PROFESSOR BOGDA KOCZWARA
Name: Bogda Koczwara
Department: Cancer Survivorship
Major project: Supporting the needs of cancer survivors. This work focuses on developing strategies for providing information, resources and lifestyle interventions for cancer survivors to enable them to maintain health and return to normal life after cancer treatment.
How long have you worked at Flinders?
What led you to this area of research?
Through seeing patients in clinic I note that our care is often focussed on the acute phase of cancer where tests are done and treatment is given. Often after that phase is completed, the patient is left with much less direction or support and yet, they are entering a completely new life, the life "after cancer” with often new health care needs, and many new concerns both physical and emotional – how to return to work, how to cope with late effect of cancer treatment, how to stop worrying about recurrence. I have seen many of my patients struggle at that time both physically and emotionally. As we now cure so many more cancers, we need to develop ways of helping our patients to adjust to life as a cancer survivor and the challenges it entails.
What other collaborations are you working on?
I am interested in developing innovative ways of cancer care delivery, more specifically in developing innovative ways of engaging primary care in cancer especially in rural areas and in developing complementary care in cancer care and providing an integrative model of oncology.
Approximately when could we see your work in the mainstream health system?
My work impacts on patient care from its very outset and results of our research are implemented straight away into clinical practice. We engage patients in the design process of research, seek their feedback during its conduct and bring our findings to the clinical setting.

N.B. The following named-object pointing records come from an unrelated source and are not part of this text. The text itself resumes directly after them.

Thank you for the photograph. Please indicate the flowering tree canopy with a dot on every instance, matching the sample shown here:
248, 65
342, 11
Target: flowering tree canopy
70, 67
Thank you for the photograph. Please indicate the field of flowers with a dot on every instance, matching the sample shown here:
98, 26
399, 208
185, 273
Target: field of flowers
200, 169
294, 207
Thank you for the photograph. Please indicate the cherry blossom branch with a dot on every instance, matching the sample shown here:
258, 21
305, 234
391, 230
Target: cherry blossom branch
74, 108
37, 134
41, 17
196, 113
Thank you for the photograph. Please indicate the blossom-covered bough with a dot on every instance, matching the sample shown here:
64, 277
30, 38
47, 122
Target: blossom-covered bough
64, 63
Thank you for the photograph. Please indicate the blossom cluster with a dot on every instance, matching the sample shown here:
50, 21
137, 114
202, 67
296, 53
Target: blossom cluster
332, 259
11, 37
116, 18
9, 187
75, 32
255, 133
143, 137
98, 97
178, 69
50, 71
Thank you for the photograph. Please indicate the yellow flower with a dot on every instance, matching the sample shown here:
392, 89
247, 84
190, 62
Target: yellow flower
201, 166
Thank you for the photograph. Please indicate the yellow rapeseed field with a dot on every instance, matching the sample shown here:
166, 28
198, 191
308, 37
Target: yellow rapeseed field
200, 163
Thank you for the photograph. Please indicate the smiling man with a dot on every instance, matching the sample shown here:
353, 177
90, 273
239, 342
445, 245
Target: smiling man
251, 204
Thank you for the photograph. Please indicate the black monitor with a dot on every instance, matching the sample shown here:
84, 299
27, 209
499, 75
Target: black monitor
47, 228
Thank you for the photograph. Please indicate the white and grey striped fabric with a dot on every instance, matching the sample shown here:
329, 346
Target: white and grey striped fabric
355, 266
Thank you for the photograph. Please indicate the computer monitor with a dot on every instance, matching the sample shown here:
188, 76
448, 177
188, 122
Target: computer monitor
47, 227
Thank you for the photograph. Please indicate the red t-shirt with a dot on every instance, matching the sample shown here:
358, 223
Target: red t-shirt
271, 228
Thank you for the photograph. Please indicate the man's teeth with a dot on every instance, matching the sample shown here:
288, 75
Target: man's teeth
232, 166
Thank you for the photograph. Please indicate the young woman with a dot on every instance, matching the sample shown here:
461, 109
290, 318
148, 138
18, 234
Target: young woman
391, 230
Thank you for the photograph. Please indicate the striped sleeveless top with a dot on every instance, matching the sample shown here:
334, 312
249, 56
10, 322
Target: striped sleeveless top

Our centre runs one of the few Survivorship Care Programs in the country and in the world.
What does an average day in your job at Flinders entail?
My day varies daily from seeing patients in clinic, to meeting with researchers, to teaching junior doctors and nurses to planning new interventions. Never boring and never slow.
Have you had a Eureka moment or ever discovered anything by accident?
I have had many moments of inspirations but I would not call them accidents. I would be inspired by listening to my patients; they usually know well of what matters to them and they are often unconstrained by the traditional views of delivering health care. Listening to their needs keeps me on track
How would extra funding support your research?
Extra funding would allow us to purchase equipment to develop a complementary care program within the Centre and to study innovative ways of providing patients with information and education.